Lecture 15 Natural Language Generation

What is Natural Language Generation

NLP refers to the property that a model generates text at the output side.

Language model and conditional language model are corner stones of NLG: Language model gives a probability distribution given an input. Conditional language model takes more than just the input but also other signals as well.

Decoding

Greedy decoding

Beam search

small k: deteriorates to greedy decoding, no backtracking and generally yields poor performance
large k: better performance but expensive to track, higher beam size might lead to degraded performance as well (generic but less useful)

Sampling

Pure/naive sampling directly from the distribution instead of just argmax in greedy decoding
Top-k sampling

Temperature in Softmax

It changes the decoding probability distribution, not a decoding algorithm itself.

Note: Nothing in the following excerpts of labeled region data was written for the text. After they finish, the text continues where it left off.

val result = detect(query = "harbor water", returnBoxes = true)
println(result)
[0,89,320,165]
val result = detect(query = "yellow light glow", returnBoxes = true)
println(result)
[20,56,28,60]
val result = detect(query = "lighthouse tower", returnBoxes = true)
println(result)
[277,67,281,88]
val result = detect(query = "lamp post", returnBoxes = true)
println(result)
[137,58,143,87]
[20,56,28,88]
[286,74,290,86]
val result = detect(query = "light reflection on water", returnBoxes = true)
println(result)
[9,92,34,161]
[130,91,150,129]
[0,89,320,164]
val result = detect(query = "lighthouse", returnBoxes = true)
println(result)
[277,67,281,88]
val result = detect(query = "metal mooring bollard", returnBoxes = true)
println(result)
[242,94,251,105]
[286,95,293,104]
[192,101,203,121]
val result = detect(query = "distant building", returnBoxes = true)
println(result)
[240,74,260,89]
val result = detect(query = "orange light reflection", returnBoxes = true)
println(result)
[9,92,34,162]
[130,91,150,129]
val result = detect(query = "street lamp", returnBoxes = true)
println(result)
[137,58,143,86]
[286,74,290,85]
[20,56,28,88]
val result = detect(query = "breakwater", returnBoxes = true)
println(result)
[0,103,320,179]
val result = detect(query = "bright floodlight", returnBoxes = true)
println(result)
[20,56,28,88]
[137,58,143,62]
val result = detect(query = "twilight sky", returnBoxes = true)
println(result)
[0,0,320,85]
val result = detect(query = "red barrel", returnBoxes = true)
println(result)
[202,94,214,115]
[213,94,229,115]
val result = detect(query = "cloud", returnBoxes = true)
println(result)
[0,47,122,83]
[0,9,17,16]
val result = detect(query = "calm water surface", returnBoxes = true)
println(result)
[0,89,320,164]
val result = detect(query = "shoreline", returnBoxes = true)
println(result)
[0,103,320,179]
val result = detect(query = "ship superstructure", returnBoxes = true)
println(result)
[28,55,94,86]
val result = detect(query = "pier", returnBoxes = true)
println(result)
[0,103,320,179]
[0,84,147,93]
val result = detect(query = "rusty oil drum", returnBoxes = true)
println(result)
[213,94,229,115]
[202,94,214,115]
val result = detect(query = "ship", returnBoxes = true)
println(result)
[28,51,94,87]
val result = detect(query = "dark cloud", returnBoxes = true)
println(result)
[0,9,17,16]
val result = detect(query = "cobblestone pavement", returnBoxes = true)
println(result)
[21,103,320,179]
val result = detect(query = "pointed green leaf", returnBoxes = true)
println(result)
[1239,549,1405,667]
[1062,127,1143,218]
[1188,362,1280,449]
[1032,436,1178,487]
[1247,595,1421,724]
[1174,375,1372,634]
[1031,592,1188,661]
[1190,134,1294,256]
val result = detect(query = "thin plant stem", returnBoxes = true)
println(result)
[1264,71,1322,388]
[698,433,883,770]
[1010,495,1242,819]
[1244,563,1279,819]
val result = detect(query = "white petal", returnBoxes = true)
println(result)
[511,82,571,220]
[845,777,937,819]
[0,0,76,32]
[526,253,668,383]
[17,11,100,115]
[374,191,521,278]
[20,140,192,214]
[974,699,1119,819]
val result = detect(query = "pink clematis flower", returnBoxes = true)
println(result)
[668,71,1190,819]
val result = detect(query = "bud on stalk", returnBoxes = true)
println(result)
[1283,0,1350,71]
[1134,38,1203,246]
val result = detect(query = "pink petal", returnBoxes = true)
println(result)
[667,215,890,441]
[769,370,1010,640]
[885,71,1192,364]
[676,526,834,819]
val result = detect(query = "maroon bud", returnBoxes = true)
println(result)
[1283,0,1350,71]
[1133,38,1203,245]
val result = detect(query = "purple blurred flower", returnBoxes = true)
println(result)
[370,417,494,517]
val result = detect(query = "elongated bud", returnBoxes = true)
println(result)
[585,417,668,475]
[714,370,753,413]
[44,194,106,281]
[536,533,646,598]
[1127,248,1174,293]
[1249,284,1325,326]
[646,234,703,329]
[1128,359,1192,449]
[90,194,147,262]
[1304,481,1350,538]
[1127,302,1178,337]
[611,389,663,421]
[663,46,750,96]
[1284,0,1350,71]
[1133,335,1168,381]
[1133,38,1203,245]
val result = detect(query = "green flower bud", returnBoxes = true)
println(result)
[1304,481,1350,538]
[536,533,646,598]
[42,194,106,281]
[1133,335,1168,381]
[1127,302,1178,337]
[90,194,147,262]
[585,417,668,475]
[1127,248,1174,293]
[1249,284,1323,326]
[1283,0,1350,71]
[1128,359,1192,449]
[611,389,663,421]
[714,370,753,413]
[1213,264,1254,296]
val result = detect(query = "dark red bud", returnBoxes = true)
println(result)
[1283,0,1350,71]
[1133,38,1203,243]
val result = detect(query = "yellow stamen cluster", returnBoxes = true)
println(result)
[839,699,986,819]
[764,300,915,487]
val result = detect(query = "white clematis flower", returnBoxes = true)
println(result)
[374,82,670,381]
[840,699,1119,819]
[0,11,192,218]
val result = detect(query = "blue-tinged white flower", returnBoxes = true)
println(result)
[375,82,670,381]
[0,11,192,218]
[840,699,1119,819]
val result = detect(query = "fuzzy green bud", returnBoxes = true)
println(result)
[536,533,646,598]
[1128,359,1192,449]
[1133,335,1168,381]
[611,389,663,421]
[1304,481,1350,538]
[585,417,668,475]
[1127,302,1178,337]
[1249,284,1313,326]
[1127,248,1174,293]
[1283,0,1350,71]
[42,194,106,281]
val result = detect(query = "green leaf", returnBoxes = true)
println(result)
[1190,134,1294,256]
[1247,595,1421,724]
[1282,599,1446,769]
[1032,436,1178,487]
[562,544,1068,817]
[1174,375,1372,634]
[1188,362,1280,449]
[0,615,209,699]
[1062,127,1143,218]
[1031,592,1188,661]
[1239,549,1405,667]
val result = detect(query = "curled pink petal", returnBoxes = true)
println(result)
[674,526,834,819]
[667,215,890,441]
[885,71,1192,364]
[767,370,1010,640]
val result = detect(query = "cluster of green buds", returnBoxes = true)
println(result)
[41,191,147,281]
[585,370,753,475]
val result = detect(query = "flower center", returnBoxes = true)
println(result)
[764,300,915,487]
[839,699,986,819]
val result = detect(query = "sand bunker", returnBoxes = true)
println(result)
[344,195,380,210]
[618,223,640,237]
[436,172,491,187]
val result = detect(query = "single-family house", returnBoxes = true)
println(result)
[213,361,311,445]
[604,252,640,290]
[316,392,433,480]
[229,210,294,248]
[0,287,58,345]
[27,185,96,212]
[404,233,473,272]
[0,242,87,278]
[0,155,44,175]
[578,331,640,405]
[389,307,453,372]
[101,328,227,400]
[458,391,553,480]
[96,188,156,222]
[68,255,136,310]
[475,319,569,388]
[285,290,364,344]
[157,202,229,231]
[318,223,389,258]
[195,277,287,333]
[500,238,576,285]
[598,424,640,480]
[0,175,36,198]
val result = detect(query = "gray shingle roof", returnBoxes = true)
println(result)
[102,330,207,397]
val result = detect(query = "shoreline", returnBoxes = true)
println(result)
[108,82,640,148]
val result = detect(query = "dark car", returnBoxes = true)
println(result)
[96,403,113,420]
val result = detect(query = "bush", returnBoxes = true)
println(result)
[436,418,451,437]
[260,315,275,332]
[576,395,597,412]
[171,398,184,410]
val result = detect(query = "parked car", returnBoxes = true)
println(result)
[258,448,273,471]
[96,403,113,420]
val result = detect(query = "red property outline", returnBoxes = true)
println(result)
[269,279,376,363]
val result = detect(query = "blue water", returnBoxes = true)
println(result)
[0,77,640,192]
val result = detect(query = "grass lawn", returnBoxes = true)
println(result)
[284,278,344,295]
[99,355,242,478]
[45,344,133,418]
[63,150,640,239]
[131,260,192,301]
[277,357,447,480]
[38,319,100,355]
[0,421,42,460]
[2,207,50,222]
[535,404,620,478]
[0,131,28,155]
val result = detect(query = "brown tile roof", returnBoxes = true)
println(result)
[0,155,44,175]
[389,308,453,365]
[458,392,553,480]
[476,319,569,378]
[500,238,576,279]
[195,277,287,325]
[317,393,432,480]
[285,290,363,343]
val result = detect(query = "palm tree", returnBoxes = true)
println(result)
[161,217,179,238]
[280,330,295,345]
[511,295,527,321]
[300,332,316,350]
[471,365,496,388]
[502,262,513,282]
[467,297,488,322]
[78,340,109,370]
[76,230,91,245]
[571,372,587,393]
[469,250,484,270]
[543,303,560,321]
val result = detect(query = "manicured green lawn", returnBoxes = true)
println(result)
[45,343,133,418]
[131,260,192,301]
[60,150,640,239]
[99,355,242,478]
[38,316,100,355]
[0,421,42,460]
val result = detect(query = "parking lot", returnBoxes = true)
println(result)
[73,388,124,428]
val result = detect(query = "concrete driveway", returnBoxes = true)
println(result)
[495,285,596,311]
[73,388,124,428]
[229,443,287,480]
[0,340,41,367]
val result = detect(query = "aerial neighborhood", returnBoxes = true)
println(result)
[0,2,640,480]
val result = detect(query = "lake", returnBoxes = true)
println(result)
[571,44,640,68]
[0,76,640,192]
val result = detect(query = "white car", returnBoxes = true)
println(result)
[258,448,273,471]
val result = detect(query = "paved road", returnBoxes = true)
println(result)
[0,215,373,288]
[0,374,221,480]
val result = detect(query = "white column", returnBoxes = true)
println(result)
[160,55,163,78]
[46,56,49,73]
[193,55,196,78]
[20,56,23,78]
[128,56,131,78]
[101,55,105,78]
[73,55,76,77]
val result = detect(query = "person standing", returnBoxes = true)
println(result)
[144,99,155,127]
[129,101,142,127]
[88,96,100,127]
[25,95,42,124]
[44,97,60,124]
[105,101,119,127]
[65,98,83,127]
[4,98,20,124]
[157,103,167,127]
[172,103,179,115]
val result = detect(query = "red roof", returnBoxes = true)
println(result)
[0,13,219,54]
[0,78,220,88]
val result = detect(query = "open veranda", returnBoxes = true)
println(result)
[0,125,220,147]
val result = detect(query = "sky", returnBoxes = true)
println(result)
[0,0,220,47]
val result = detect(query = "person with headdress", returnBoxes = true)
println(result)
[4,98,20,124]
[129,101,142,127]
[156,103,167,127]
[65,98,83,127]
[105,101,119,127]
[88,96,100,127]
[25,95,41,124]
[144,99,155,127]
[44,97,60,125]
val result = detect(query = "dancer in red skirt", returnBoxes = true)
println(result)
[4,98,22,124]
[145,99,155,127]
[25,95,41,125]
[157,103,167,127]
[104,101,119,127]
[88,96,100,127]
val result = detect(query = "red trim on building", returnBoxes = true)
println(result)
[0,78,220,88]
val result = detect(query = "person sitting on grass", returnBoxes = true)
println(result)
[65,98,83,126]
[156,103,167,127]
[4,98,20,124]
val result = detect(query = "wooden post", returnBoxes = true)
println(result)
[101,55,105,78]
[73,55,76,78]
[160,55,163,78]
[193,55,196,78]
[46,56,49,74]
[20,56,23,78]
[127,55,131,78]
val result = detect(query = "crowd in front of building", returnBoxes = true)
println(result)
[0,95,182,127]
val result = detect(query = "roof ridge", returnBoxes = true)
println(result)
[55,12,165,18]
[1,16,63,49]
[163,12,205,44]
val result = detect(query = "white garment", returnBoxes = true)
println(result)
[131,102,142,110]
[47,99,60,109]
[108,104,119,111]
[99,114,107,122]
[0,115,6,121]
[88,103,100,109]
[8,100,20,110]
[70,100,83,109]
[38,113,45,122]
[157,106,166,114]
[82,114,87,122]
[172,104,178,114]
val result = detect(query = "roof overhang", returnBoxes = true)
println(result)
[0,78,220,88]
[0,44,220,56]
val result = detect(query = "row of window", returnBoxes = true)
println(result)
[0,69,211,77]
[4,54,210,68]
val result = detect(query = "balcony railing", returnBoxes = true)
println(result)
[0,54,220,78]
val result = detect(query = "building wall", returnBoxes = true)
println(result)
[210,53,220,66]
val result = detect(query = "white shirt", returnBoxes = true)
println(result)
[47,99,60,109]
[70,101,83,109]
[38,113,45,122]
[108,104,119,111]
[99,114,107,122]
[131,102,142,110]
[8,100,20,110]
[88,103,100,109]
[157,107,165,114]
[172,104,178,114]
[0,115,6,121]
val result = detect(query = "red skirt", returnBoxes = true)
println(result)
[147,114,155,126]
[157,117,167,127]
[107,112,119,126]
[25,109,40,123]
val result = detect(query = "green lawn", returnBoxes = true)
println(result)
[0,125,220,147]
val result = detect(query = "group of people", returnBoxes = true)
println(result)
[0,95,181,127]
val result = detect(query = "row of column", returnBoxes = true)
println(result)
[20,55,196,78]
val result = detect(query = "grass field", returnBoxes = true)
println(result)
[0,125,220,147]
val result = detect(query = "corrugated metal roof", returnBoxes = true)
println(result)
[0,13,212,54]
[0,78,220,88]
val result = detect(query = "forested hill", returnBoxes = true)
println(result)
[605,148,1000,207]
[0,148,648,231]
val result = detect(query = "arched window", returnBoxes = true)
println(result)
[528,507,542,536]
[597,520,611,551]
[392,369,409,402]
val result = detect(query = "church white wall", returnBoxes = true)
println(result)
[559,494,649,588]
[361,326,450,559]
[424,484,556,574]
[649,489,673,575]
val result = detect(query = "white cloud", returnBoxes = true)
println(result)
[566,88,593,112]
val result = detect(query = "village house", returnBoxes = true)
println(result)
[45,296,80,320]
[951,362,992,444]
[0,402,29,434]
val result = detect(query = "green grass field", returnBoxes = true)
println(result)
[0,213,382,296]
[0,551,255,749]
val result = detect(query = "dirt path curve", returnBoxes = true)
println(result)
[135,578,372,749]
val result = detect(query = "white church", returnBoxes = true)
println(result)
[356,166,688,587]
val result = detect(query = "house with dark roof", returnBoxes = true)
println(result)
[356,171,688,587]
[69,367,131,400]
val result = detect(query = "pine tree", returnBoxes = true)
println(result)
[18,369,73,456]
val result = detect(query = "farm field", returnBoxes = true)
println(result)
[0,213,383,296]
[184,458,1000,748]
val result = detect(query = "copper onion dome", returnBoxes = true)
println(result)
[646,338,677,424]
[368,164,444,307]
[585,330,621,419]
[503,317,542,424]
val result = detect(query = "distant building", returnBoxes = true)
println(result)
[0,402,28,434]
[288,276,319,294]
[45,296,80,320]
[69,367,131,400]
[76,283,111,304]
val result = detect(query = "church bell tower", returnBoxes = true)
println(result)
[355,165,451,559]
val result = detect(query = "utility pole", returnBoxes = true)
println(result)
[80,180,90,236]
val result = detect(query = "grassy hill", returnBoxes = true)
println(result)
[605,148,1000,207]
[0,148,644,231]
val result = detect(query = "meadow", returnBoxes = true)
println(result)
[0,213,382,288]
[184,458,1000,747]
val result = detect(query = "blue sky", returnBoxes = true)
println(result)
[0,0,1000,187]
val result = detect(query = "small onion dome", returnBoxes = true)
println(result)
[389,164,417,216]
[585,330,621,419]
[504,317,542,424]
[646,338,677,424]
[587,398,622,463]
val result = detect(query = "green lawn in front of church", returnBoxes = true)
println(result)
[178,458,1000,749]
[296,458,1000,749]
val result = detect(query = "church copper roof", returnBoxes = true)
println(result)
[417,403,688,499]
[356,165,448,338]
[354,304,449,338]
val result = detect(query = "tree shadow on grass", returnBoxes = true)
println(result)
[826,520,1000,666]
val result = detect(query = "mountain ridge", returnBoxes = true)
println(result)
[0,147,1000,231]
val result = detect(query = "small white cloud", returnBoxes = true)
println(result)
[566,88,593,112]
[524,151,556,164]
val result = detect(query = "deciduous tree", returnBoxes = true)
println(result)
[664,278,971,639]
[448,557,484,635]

$$ P_t(w) = \frac{exp(s_w)}{\sum exp(s_o)} \rightarrow \frac{exp(s_w/\tau)}{\sum exp(s_o/\tau)} $$

Higher temperature: everything is squeezed towards 1/uniform and therefore have closer probabilities, thus more diverse output;
Lower temperature: the distribution is more spiky and less diverse;

Tasks and approaches

Summarization

single-document summarization
multi-document summarization

extractive summarization
abstractive summarization

Neural summarization

Pointer generator/copy mechanism
Bottom-up summarization:
- content selection: tag a word to include in the generation or not
- generation: only generate on the selected words

Dialogue

Task-oriented
Social dialogue

Traditional RNN models does not help in this take because of:

genericness: change the sampling or change generation process (e.g. to add retrieval process)
irrelevant response: use mutual information to penalize generic responses
repetition: block generating same n-grams, coverage mechanism
lack of context
lack of consistency, persona

Storytelling

Image or prompt -> story

Evaluation

ROUGE: Recall-oriented Understudy for Gisting Evaluation, focusing more on recall(information retrieval) than precision(BLEU). Higher ROUGE score does not guarantee better summarization.

Perplexity only tells you how strong your LM is but not generation.

Aspect-based automatic metrics

Fluency
Style
Diversity
Relevance

Human evaluations aren’t perfect either.

Trends and the future

incorporating discrete latent variables
non-autoregressive generation
better objectives

use constraints in open-end generation tasks
aim for specific targets for both the model and evaluation
automatic metrics help
reproducibility